Over time as my love of writing and big picture thinking grew so did my interest in having a larger audience. I wanted to have conversation with others who needed a companion for the journey, hoping that all my late night musings would be of value to someone other than my husband.

But here I am in year 8 feeling slightly frustrated by the whole platform thing.

Sometimes it feels like I am just throwing my words into the sky and no one really cares.

Sometimes it feels like the Google search engine algorithm is out to keep me down.

Sometimes it feels like I will never find a publisher because I haven't found a way to stand on one foot while juggling and patting my head at the same time-- what the big girl writing world seems to require.

Sometimes it feels like my dreams for my life will simply not come to fruition.
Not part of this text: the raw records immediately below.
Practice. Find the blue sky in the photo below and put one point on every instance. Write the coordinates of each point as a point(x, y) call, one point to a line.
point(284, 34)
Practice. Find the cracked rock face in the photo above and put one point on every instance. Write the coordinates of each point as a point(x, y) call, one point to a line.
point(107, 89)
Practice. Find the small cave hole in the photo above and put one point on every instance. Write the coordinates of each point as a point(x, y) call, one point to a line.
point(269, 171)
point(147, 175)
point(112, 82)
But, whatever. Here I am. Writing a couple of times a week. Writing because I don't know how else to figure out my life. Writing not because of the number of you reading, but writing because I have something to say. For those of you who are faithfully with me on this journey- thank you.

Rant over.

Many of you know about 1) my life dream of publishing a book and 2) that I'm working on one AND currently re-writing my first manuscript.

The number one question folks ask me when I say I am working on a book is, "When is it going to be published?" Followed by "I want to read it." Which is a nice way of saying, "Hurry up! When are you going to be done?"
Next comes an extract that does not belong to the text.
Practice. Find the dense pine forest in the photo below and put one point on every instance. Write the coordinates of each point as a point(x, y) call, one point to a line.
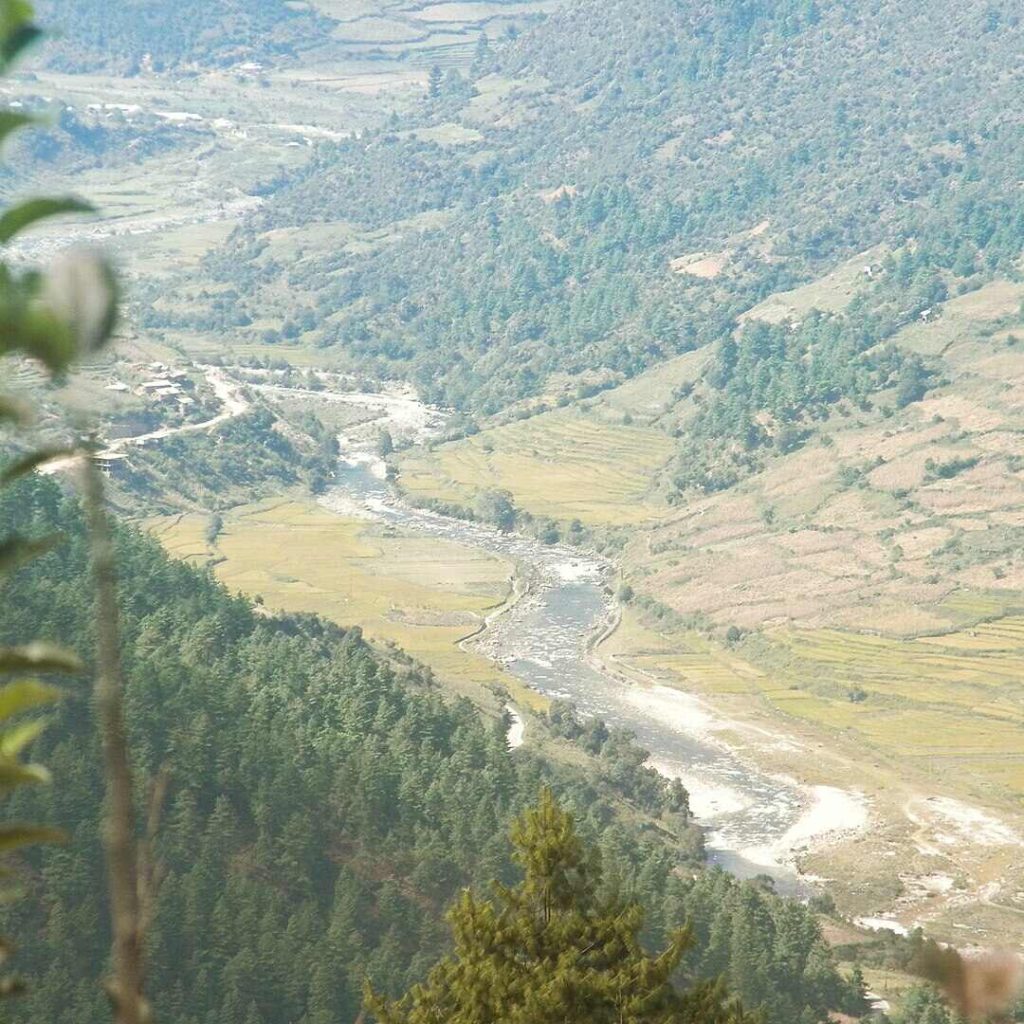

While I'm thankful that folks are interested in what I am doing, I have to say that the answer to the question is not so simple as hurrying up. And it's not about my procrastination. I am writing all the time. I've been striving toward all of this for quite some time now-- more than 2 years (hard to believe it has been that long).  I've been putting in my 10,000 hours with hopes of getting better at what I do along the way.

But, I am not done.

I want to tell you why: especially in the genre of memoir (which is what this book will be) it takes time for reflections to settle into their proper place on the collection of papers. I am re-writing my manuscript because the way I view the same set of experiences has changed over the last year. I recently came to some real clarity, but that took time. But, if I simply rushed a year ago to get out what I had to offer, it wouldn't have been fair to you (the potential readers) or my story.
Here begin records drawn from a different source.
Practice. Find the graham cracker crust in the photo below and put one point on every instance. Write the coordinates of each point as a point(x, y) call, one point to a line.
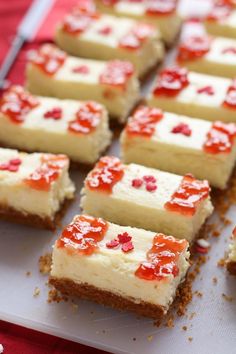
point(231, 267)
point(12, 215)
point(107, 298)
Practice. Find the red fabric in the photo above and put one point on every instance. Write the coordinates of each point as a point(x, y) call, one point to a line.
point(15, 339)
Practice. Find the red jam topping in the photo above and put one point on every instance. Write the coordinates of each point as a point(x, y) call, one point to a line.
point(143, 122)
point(230, 100)
point(12, 165)
point(81, 69)
point(49, 59)
point(16, 103)
point(82, 236)
point(87, 118)
point(171, 82)
point(220, 11)
point(134, 39)
point(220, 138)
point(182, 128)
point(208, 90)
point(117, 73)
point(160, 7)
point(187, 197)
point(124, 240)
point(55, 113)
point(162, 258)
point(47, 173)
point(194, 47)
point(107, 172)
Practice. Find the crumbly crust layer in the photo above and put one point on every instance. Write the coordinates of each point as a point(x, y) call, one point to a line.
point(107, 298)
point(9, 214)
point(231, 267)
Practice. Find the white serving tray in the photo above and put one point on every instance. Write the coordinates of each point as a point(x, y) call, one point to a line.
point(213, 329)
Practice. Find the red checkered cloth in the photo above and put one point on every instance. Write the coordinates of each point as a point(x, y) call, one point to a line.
point(16, 339)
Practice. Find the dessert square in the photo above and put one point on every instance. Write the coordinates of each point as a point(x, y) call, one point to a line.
point(88, 34)
point(147, 198)
point(160, 13)
point(179, 144)
point(50, 72)
point(210, 55)
point(221, 20)
point(78, 129)
point(196, 95)
point(117, 266)
point(34, 187)
point(231, 260)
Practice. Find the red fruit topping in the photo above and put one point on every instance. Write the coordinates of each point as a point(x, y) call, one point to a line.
point(105, 31)
point(143, 122)
point(220, 139)
point(229, 50)
point(87, 118)
point(171, 82)
point(81, 69)
point(162, 258)
point(117, 73)
point(194, 47)
point(160, 7)
point(12, 165)
point(149, 178)
point(124, 238)
point(107, 172)
point(82, 235)
point(16, 103)
point(182, 128)
point(48, 172)
point(55, 113)
point(220, 11)
point(49, 58)
point(208, 90)
point(151, 187)
point(187, 197)
point(127, 247)
point(134, 39)
point(137, 183)
point(230, 100)
point(112, 244)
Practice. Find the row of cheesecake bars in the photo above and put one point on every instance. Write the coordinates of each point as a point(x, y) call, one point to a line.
point(126, 266)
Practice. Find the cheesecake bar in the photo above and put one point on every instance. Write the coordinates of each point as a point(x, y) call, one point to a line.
point(33, 187)
point(221, 20)
point(93, 35)
point(160, 13)
point(147, 198)
point(77, 129)
point(50, 72)
point(196, 95)
point(231, 260)
point(180, 144)
point(122, 267)
point(210, 55)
Furthermore, the publishing industry is complicated. Sure, there are those who are famous enough to have a publisher ask them to send in a proposal or make them a verbal offer that leads to publication within the year. But I am not one of them.

So, just because you've completed a manuscript, someone in my shoes has not reached the finish line. It's only the start. There's lots of considerations to make in choosing what publishing route to take.

Do you want an agent?

What kind of publishing company do you want to pursue (small, large, well-known, secular, religious, etc)?

Do you want to self-publish?

What is your marketing plan?

All of these decisions are not ones that can be made on the fly because there's a book proposal to write. You write your proposal (or not) depending on how you answer these questions. What is included in a book proposal differs by publisher, but it's usually another 40+ page document that includes an outline, sample chapters, a marketing plan and most of all what makes your book sellable to a particular audience.

Then, once you enter into conversation with publishers, there are key decisions to make like how much are you willing to compromise of your vision based on what the editors think of your work. You also need to start making plans for what will you book launch look like, and what will your media plan be. So, those who say they get a book handed to them on a silver platter are lying or they're really cooler than I could ever be.

Most of all, writing a book is hard work. It's not about the money you will make doing it (unless you are JK Rowling). And it's not all about moment of publication either. It's about perseverance. It's about what you learn about yourself in the process. And it is about feeling so passionate about sharing part of yourself and your ideas with the world that you'll do what it takes to finally see it come together.